Dalla valigia sembra essere andata via, quasi del tutto, la speranza
e intanto gli anni si sommano.
Mi sembra di girare intorno,
di perdere il ritmo,
di strisciare assetata di incognite.
Poi lo ritrovo, eccolo di nuovo un qualche ritmo nel mio modo di camminare,
anche se non ho idea di cosa io stia parlando.
Eppure sento che una regola in tutto questo viaggio ci sia.
Una cadenza che scandisce i momenti belli da quelli dolorosi,
una mano invisibile che mi conduce tra le vie affollate del caos.
E lo vedo davanti a me:
un groviglio di strade che danno su pontili e funivie.
La scelta, l’incognita, se prendere il ponte o seguire le rotaie.
Qualunque direzione scelga,
raggiungo lo stesso una collina
e intanto mi chiedo cosa sia la libertà.
La risalgo lentamente, nella valigia mi era rimasta ancora la volontà
e sotto i miei piedi la salita sembra trasformarsi in una montagna,
che poi diventa cascata
che poi diventa una grotta
e che mi ripara all’interno della bolla di un tramonto.
Al suo interno, inaspettatamente, trovo un’oasi verde e mi ci fermo per un pó:
un altro miraggio e allora riparto.
Ma questa volta non mi lascio scoraggiare,
avevo più bisogno di riposare che di non farlo.
Che sia la vita o un sogno, non so dire.
Io e la mia valigia tra le strade del caos di vivere.
E cammino, cammino.
Dove vado?
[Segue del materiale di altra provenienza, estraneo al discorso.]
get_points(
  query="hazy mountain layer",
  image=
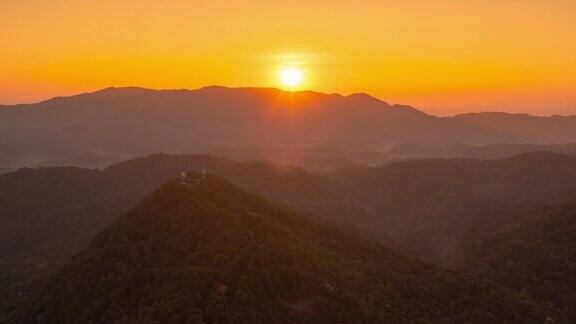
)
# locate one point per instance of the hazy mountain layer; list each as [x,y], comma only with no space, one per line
[259,123]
Che ne so.
So solo che alla fine dei giorni sarò arrivata in un punto che adesso sconosco e a cui poco credo.
So soltanto che senza troppo pensarci, solo allora avrò capito di aver raggiunto la mia meta.

Pensiero e sentimento

Punti di vista

Ringrazio che tu non ti sia mai messo seriamente a scrivere un libro di poesie.
Un romanzo. Una storia: la nostra magari.
Hai reso più facile smontare il grande castello di carte dorate su cui si basava il tuo ricordo. Un pensiero continuo e costante, ma mediato dalla fantasia e che mi faceva sentire la tua mancanza anche quando non la sentivo davvero.
Tu, che non scrivevi poesie. Tu che non facevi ciò che dicevi.
Non è stato difficile avere momenti in cui potevo vederti per quel che realmente sei: e cioè quasi niente.
Il difficile è stato sempre costringere la mia mente a recuperare quei momenti di raziocinio per accantonare dalla mia testa una persona che in realtà non esiste.
Le tue lettere, le tue storie, le tue parole. Tutto finto, tutto inesistente.
E alla fine non eri tu a scrivere poesie, non eri tu a scrivere quel libro:
perché si sa… che quella che era capace di parlare d’Amore sono sempre stata soltanto io.

Poesia, Racconti & Poesie

Vent’anni

Ho amato
Perduto
Sofferto
Lottato contro la rabbia, le domande infinite, il ricordo e la nostalgia.
Poi successe che ho perdonato,
accantonato l’inutile,
ripreso a sorridere.
Ed allora ho scritto,
ho suonato,
camminato per città,
visto il mare.
Eppure pensavo di non poter mai dimenticare;
di non riuscire mai a vedere nessun altro.
Credevo di sapere tutto a vent’anni.
E poi un giorno mi svegliai;
la vita sembrava sempre la stessa.
Ma successe che, quel giorno, ti incontrai.
E no, non fu più la stessa.

Racconti, Racconti & Poesie

L.M.

Tic-toc-tic-toc. Quel ticchettio continuava pur non essendoci nessun orologio. Una casa troppo vecchia scricchiolava sotto i suoi passi. La candela illuminava al passaggio i volti indistinti di spiriti mai conosciuti del XVIII secolo e la cui presenza continuava ad aleggiare tra i mobili tetri, ricoperti da teli bianchi impolverati. I merletti e i drappi che avvolgevano i vecchi proprietari del luogo, cristallizzati nelle tele umide quasi decomposte dal tempo, sembravano spettrali, specie se appena toccati dal lume di notte.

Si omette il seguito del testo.